И лишь недавно вдруг получил от него письмо, в котором он напомнил, как мы жили тогда, весной сорок четвертого, в Румынии вдвоем с ним в его маленькой беленой чистенькой комнатушке и как я с сомнением посматривал на его костыли – Должно быть, не верил его надеждам, что он и после такого тяжелого ранения снова еще поведет в бой свой 5-й гвардейский казачий корпус.
По правде говоря, мне тогда действительно не верилось в это, уж очень трудно давалась ему ходьба на костылях, даже по комнате.
А потом все-таки вышло именно так, как он надеялся. Воля человеческая все-таки удивительная сила, и кажется иногда, что даже не только моральная, но и материальная, физическая.
Я вернулся в Москву в конце мая или в самых первых числах июня, и 7 июня 1944 года – в день, когда мы узнали о состоявшейся накануне высадке союзников в Нормандии, – сидел у себя дома.
Случилось так, что за два или за три дня до этого заместитель редактора «Красной звезды» Александр Яковлевич Карпов вызвал меня, осведомился, как мои дела – я, помнится, сидел тогда над версткой книги «Дни и ночи», выходившей отдельным изданием, – и в разговоре с глазу на глаз сказал, чтобы я побыстрей закруглялся. В ближайшее время начнутся интересные события и мне предстоит поездка.

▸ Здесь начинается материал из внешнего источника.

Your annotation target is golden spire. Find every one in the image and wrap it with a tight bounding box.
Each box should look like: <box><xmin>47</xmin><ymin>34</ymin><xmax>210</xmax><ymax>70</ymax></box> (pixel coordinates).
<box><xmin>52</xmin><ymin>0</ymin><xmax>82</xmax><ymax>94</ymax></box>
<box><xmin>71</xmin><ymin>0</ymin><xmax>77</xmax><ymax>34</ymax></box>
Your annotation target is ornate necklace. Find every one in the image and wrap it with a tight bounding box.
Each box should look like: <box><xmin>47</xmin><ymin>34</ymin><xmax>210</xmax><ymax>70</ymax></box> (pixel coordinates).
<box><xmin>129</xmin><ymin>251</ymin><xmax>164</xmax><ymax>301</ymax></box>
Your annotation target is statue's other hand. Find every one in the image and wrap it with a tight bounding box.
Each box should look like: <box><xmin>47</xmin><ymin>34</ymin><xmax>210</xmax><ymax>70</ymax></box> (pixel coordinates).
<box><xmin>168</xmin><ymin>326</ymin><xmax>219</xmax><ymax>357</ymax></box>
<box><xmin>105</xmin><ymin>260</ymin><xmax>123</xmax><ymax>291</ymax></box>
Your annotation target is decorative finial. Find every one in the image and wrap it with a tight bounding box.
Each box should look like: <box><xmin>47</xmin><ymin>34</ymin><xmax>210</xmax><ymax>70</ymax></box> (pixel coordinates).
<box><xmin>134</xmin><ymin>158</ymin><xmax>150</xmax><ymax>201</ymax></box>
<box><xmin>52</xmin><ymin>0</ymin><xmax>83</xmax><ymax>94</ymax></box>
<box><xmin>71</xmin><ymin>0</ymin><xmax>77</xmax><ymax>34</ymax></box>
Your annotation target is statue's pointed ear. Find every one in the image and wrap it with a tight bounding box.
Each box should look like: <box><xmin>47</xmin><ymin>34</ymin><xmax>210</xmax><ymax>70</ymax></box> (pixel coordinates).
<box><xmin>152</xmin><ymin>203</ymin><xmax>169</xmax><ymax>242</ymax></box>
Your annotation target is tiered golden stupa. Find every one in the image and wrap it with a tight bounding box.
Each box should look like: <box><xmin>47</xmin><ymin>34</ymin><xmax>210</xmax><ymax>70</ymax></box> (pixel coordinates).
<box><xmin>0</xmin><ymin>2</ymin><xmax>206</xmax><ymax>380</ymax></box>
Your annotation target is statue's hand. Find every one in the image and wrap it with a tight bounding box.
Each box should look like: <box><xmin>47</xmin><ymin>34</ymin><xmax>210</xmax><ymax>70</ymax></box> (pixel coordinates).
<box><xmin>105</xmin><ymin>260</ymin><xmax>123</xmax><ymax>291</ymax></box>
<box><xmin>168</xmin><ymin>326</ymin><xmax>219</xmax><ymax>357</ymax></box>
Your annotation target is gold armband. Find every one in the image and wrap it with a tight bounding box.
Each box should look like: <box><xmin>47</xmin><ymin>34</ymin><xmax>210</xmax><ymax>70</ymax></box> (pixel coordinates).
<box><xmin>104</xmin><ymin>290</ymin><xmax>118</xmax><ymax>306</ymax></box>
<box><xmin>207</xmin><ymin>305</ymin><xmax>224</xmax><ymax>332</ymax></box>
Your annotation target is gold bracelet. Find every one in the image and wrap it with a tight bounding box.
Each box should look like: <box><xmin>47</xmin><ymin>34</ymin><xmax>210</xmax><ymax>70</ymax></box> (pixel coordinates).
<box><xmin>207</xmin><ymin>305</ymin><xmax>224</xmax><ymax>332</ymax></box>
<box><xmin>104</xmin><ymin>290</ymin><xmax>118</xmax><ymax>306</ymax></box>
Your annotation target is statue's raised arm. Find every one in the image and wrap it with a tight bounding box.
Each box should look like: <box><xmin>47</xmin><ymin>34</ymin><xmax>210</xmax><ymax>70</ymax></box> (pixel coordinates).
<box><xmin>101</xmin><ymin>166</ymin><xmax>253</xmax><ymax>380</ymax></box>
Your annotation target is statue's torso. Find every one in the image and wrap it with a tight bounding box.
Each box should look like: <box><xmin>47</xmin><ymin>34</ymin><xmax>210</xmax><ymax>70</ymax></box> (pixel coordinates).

Совпадение по времени этого редакционного разговора с событиями, начавшимися в Нормандии, навело меня на мысль – уж не собирается ли редакция послать меня к союзникам? Один раз, в сорок втором году, такая поездка уже проектировалась.
Придя в редакцию, я спросил Карпова, что он имел в виду, говоря мне о готовности номер один. Угадав мои мысли, Карпов рассмеялся и сказал, что готовность номер один сохраняется, но направление предвидится совершенно другое.
Те три дня, что я еще пробыл в Москве, везде и всюду по всякому поводу возникали разговоры об открывшемся наконец втором фронте.
Разумеется, и о высадке союзников в сорок втором году в Северной Африке, и потом о высадках на Сицилии, в Италии – обо всем этом немало говорили в нашем кругу военных корреспондентов, обсуждали подробности, радовались успехам. Все так! И, однако, говоря по совести, все, что происходило там, на Западе, до высадки в Нормандии, мы упрямо и, в общем-то, справедливо отказывались считать настоящим вторым фронтом.